Source files are read directly from the vespa repo tree:

  • integration/schema-language-server/language-server/src/main/ccc/ -- CongoCC grammars
  • integration/schema-language-server/language-server/src/main/java/ai/vespa/schemals/ -- Java config files
  • integration/schema-language-server/language-server/src/test/sdfiles/ -- test .sd files

Development

All commands below assume you are in the integration/tmgrammar/ directory.

Prerequisites

  • Python 3.10+ with uv
  • Node.js 18+

Regenerate the grammar

bash
uv run tools/generate_tmgrammar.py

Run grammar tests

bash
uv run tools/test_tmgrammar.py

Compare with Java LSP tokens

The comparison needs tools/java_tokens.json produced by SemanticTokenDumper. This is a utility (not a test) that lives in test sources because it needs test scaffolding. From the vespa repo root:

bash
cd integration/schema-language-server/language-server
mvn test-compile exec:java \
  -Dexec.mainClass=ai.vespa.schemals.SemanticTokenDumper \
  -Dexec.classpathScope=test

This writes java_tokens.json directly to integration/tmgrammar/tools/.

Then, back in this directory:

bash
uv run tools/compare_tokens.py                    # summary
uv run tools/compare_tokens.py --fixable-only     # only actionable items
uv run tools/compare_tokens.py --file embed.sd    # per-file detail

Or use the convenience wrapper (tokenizes .sd files with vscode-textmate, then compares):

bash
./tools/run_comparison.sh                          # tokenize + compare
./tools/run_comparison.sh --regenerate             # regenerate grammar first

Playground

A browser-based viewer for inspecting .sd file colorization across VS Code themes (Shiki v3 + Vite):

bash
cd playground && npm install && npm run dev
# Open http://localhost:5173

Audit uncolored tokens (finds tokens that fall through to the theme's default foreground):

bash
cd playground && node audit-colors.mjs                        # all files, github-dark
node audit-colors.mjs --theme github-light                    # specific theme
node audit-colors.mjs --file spotcheck.sd                     # specific file

Directory structure

integration/tmgrammar/
  grammar/
    vespa-schema.tmLanguage.json   # THE OUTPUT -- generated TextMate grammar
  tools/                           # Build and validation pipeline
    generate_tmgrammar.py          #   Generator: reads .ccc grammars + Java config, writes grammar/
    test_tmgrammar.py              #   Validates keyword completeness, structure, scopes, .sd parsing
    compare_tokens.py              #   Structural diff: Java LSP token types vs TM scope assignments
    tm_tokenize.mjs                #   Tokenizes .sd files with the real vscode-textmate engine
    run_comparison.sh              #   Convenience wrapper: tokenize + compare in one step
    package.json                   #   Node.js deps (vscode-textmate, vscode-oniguruma)
  playground/                      # Visual inspection during development
    main.js + index.html + css     #   Shiki-powered browser viewer, 10 VS Code themes
    vite.config.js                 #   Dev server serving grammar + .sd files
    audit-colors.mjs               #   CLI: find tokens that are visually uncolored in a given theme
    package.json                   #   Node.js deps (shiki, vite)
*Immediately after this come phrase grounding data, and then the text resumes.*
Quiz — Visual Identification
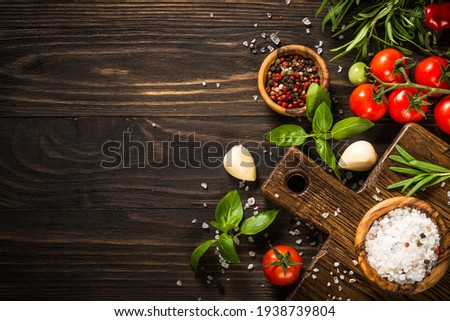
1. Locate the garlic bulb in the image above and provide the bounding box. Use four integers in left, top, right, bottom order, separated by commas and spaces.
223, 145, 257, 181
338, 140, 378, 171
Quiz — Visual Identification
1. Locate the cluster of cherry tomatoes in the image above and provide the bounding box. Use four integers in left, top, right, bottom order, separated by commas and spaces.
348, 48, 450, 134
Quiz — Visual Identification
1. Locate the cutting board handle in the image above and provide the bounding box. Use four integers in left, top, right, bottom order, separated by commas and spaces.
261, 146, 361, 237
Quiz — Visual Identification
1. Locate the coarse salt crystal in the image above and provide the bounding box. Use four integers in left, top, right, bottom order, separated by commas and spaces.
313, 268, 319, 273
338, 285, 342, 291
333, 276, 339, 284
207, 275, 213, 281
242, 41, 249, 47
253, 95, 258, 101
247, 197, 256, 206
349, 270, 354, 275
267, 45, 275, 52
306, 28, 311, 34
202, 222, 209, 229
176, 280, 183, 287
254, 23, 258, 28
340, 275, 345, 280
317, 47, 323, 55
216, 82, 220, 88
352, 260, 358, 266
274, 193, 280, 198
202, 81, 207, 87
270, 33, 280, 45
249, 251, 256, 257
245, 186, 249, 192
337, 66, 343, 73
261, 32, 267, 39
311, 274, 317, 279
321, 212, 330, 219
201, 182, 208, 190
349, 278, 356, 283
327, 282, 331, 287
334, 262, 340, 267
209, 13, 214, 18
248, 236, 254, 243
202, 203, 208, 208
192, 219, 197, 224
267, 12, 273, 19
296, 239, 303, 245
286, 0, 291, 4
248, 264, 254, 270
302, 17, 311, 25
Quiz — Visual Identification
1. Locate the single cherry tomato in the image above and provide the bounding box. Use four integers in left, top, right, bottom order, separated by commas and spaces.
348, 62, 369, 86
262, 245, 302, 286
370, 48, 409, 83
414, 56, 450, 96
349, 83, 388, 121
434, 95, 450, 134
387, 87, 428, 124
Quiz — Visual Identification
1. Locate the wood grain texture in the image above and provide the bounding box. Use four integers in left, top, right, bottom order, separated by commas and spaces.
0, 1, 449, 301
261, 124, 450, 300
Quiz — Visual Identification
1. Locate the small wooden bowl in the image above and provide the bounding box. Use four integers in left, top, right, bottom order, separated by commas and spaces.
355, 196, 450, 295
257, 44, 329, 117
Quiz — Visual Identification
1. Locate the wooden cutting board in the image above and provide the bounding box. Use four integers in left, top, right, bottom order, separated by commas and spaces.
261, 123, 450, 300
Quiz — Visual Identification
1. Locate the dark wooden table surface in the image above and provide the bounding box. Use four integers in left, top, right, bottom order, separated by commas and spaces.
0, 0, 448, 301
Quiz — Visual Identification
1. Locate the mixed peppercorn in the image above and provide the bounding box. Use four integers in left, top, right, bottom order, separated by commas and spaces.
265, 55, 320, 109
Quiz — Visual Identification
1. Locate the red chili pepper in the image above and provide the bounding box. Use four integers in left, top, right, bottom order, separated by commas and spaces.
424, 3, 450, 30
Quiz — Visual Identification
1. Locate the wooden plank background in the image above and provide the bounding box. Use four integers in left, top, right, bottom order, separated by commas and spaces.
0, 0, 448, 300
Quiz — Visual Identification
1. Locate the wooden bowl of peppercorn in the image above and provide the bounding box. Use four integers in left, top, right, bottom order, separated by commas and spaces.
258, 44, 329, 117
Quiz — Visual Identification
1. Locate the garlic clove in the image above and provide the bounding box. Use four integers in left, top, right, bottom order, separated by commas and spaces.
223, 145, 257, 181
338, 140, 378, 172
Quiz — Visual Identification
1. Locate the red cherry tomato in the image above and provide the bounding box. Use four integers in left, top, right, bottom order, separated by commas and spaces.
387, 87, 428, 124
414, 56, 450, 96
370, 48, 409, 83
349, 83, 388, 121
434, 95, 450, 134
262, 245, 302, 286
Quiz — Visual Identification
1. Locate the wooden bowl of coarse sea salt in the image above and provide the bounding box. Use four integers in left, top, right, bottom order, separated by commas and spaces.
355, 196, 449, 294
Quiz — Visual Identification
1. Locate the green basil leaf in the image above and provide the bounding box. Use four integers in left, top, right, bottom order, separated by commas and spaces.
315, 138, 341, 180
215, 190, 243, 233
190, 239, 215, 273
217, 233, 240, 263
330, 117, 374, 140
266, 124, 309, 147
312, 101, 333, 134
239, 209, 281, 235
306, 82, 331, 122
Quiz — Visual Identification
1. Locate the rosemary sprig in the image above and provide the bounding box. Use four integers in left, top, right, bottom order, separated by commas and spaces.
387, 145, 450, 196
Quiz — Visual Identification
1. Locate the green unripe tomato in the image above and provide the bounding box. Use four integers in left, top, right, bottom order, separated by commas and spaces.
348, 62, 368, 86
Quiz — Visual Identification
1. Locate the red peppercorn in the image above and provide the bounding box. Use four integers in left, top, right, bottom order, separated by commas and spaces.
434, 247, 441, 254
404, 242, 410, 248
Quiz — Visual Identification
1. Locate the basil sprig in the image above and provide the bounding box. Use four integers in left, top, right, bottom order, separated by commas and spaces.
387, 145, 450, 196
266, 83, 374, 180
190, 190, 280, 273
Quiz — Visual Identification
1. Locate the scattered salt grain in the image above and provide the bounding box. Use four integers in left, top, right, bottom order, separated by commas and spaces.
264, 232, 269, 238
270, 33, 280, 45
202, 203, 208, 208
313, 268, 319, 273
202, 222, 209, 229
338, 285, 342, 292
306, 28, 311, 34
253, 210, 259, 216
317, 47, 323, 55
201, 182, 208, 190
260, 47, 266, 54
247, 197, 256, 206
296, 239, 303, 245
216, 82, 220, 88
209, 13, 214, 18
375, 187, 381, 194
267, 45, 275, 52
339, 275, 345, 280
321, 212, 330, 219
233, 236, 240, 245
253, 95, 258, 101
192, 219, 197, 224
245, 186, 249, 192
333, 276, 339, 284
338, 35, 344, 40
261, 32, 267, 39
254, 23, 258, 28
239, 181, 245, 188
334, 262, 340, 268
274, 193, 280, 198
249, 251, 256, 257
248, 236, 254, 243
327, 282, 331, 287
176, 280, 183, 287
286, 0, 291, 4
267, 12, 273, 19
202, 81, 207, 87
349, 278, 356, 283
440, 181, 445, 187
248, 264, 254, 270
372, 194, 383, 202
207, 275, 214, 281
352, 260, 358, 266
302, 17, 312, 26
310, 241, 317, 246
349, 270, 354, 275
337, 66, 343, 73
242, 41, 249, 47
311, 274, 317, 279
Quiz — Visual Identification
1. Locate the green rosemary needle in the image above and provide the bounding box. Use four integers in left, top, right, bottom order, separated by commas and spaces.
387, 145, 450, 196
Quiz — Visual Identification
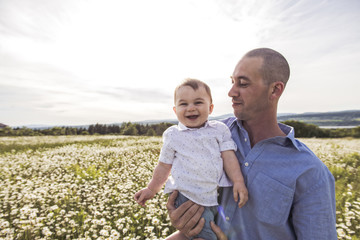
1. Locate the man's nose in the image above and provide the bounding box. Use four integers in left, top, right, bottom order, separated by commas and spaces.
228, 84, 238, 97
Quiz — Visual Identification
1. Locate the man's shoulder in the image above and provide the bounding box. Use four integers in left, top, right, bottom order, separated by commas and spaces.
285, 138, 321, 164
289, 139, 334, 181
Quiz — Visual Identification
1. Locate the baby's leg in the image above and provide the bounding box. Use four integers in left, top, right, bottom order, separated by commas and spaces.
172, 192, 217, 240
193, 206, 217, 240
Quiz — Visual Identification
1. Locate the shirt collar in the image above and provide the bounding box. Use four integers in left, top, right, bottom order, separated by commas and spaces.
227, 117, 239, 129
178, 120, 211, 131
229, 118, 300, 151
278, 123, 301, 151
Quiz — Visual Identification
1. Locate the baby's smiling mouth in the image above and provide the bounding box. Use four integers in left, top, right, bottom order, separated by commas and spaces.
186, 115, 199, 119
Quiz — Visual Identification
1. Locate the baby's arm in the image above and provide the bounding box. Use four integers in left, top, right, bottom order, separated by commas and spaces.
134, 162, 172, 207
221, 150, 248, 208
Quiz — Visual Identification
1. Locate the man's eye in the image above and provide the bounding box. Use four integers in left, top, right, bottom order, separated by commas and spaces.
239, 81, 248, 87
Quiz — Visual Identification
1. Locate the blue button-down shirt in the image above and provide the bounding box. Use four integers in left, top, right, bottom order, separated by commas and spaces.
217, 118, 337, 239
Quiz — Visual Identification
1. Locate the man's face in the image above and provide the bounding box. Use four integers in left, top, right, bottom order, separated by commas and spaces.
173, 85, 214, 128
228, 57, 271, 121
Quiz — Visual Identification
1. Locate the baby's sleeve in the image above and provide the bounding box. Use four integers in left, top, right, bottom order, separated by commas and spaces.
218, 122, 237, 152
158, 128, 176, 164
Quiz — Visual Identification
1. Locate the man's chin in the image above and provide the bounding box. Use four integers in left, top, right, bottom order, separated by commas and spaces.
233, 111, 245, 121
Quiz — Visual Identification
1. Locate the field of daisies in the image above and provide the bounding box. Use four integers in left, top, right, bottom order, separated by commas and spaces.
0, 135, 359, 239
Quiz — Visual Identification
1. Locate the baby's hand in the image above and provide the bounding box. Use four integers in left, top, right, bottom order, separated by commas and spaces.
134, 187, 156, 207
233, 181, 248, 208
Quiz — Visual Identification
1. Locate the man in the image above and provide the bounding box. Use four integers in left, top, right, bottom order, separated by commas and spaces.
166, 48, 337, 239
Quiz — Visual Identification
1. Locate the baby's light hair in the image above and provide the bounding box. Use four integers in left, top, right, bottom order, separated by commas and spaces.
174, 78, 212, 104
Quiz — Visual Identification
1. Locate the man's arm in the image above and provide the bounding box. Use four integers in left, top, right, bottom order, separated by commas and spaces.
291, 175, 337, 239
166, 191, 205, 238
165, 231, 188, 240
165, 225, 228, 240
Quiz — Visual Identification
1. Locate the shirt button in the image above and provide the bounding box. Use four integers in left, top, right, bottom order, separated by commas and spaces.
245, 162, 249, 167
226, 216, 230, 221
244, 138, 247, 142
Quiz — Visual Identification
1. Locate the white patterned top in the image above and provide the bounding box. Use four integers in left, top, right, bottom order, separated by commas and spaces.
159, 120, 237, 206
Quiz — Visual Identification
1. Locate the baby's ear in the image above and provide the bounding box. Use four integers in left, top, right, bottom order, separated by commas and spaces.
173, 106, 177, 114
209, 104, 214, 114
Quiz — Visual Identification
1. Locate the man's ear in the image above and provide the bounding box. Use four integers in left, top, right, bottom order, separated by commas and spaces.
270, 81, 285, 99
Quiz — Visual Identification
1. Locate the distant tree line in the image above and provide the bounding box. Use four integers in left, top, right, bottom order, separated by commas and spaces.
0, 121, 359, 138
0, 122, 174, 137
282, 120, 360, 138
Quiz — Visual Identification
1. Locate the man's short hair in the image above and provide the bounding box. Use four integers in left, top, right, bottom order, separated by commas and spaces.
244, 48, 290, 86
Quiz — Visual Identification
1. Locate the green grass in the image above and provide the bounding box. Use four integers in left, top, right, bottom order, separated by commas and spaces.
0, 136, 359, 239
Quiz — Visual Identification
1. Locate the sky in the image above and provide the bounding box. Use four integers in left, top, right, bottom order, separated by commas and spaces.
1, 0, 359, 126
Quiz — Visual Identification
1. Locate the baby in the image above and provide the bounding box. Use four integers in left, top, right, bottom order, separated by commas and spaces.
134, 78, 248, 239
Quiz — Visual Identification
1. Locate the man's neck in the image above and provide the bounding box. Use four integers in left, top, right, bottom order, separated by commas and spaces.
242, 115, 286, 147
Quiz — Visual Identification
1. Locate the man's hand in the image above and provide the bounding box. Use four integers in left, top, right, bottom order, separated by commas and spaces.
210, 221, 228, 240
192, 222, 228, 240
166, 190, 205, 238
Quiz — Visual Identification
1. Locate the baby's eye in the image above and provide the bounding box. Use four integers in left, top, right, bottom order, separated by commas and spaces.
179, 103, 187, 106
195, 101, 203, 105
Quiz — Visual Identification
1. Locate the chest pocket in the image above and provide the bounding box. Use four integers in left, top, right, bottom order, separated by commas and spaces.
247, 172, 294, 226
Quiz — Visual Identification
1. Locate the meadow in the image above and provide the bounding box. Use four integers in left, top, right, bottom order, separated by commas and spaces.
0, 135, 359, 239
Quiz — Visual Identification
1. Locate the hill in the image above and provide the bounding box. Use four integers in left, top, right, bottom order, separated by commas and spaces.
277, 110, 360, 127
138, 110, 360, 128
8, 110, 360, 129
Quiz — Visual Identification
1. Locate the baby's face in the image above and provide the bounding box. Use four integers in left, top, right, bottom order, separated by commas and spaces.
173, 85, 213, 128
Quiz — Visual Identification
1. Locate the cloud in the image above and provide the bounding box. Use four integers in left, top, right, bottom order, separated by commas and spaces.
1, 0, 359, 125
0, 0, 73, 40
212, 0, 360, 114
95, 88, 172, 103
0, 52, 84, 93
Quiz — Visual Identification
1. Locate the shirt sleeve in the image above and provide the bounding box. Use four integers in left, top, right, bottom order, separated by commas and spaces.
158, 128, 175, 164
218, 122, 237, 152
291, 168, 337, 239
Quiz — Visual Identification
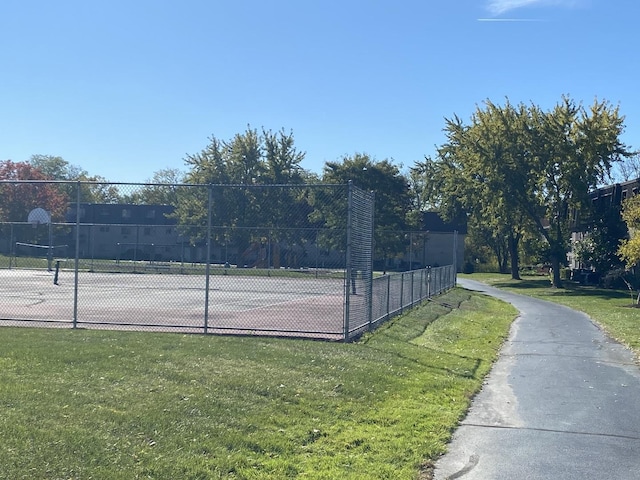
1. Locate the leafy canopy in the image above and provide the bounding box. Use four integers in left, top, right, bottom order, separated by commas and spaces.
418, 96, 629, 286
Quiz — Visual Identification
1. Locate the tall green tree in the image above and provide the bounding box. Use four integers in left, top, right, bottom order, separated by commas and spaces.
173, 127, 310, 264
422, 97, 629, 287
124, 168, 185, 205
320, 153, 411, 270
406, 160, 440, 228
28, 154, 121, 203
29, 154, 84, 180
527, 98, 628, 286
416, 103, 532, 279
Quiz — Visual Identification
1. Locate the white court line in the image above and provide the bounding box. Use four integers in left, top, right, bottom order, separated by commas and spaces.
211, 293, 342, 313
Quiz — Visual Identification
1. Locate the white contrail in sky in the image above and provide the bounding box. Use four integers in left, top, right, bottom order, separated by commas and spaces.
477, 17, 545, 21
485, 0, 580, 16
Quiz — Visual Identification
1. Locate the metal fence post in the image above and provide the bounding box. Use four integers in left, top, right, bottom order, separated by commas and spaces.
410, 270, 414, 307
385, 273, 391, 319
9, 223, 14, 269
315, 228, 319, 278
343, 181, 353, 342
204, 184, 213, 334
73, 181, 80, 329
453, 230, 458, 285
399, 272, 404, 314
367, 191, 374, 331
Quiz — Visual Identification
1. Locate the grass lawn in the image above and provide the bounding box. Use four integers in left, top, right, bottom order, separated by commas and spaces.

integration/schema-language-server/language-server/src/test/java/ai/vespa/schemals/
  SemanticTokenDumper.java         # Java utility: dumps LSP semantic tokens to JSON

tools/ is the build pipeline -- generate, validate, and structurally compare the grammar against the Java LSP. playground/ is for visual inspection -- see how .sd files actually render across themes and find tokens that aren't getting colored.

Contributing

To update the grammar after Vespa parser changes:

  1. uv run tools/generate_tmgrammar.py to regenerate
  2. uv run tools/test_tmgrammar.py to validate
  3. Review changes in the playground

License

Apache 2.0 -- see the top-level LICENSE file.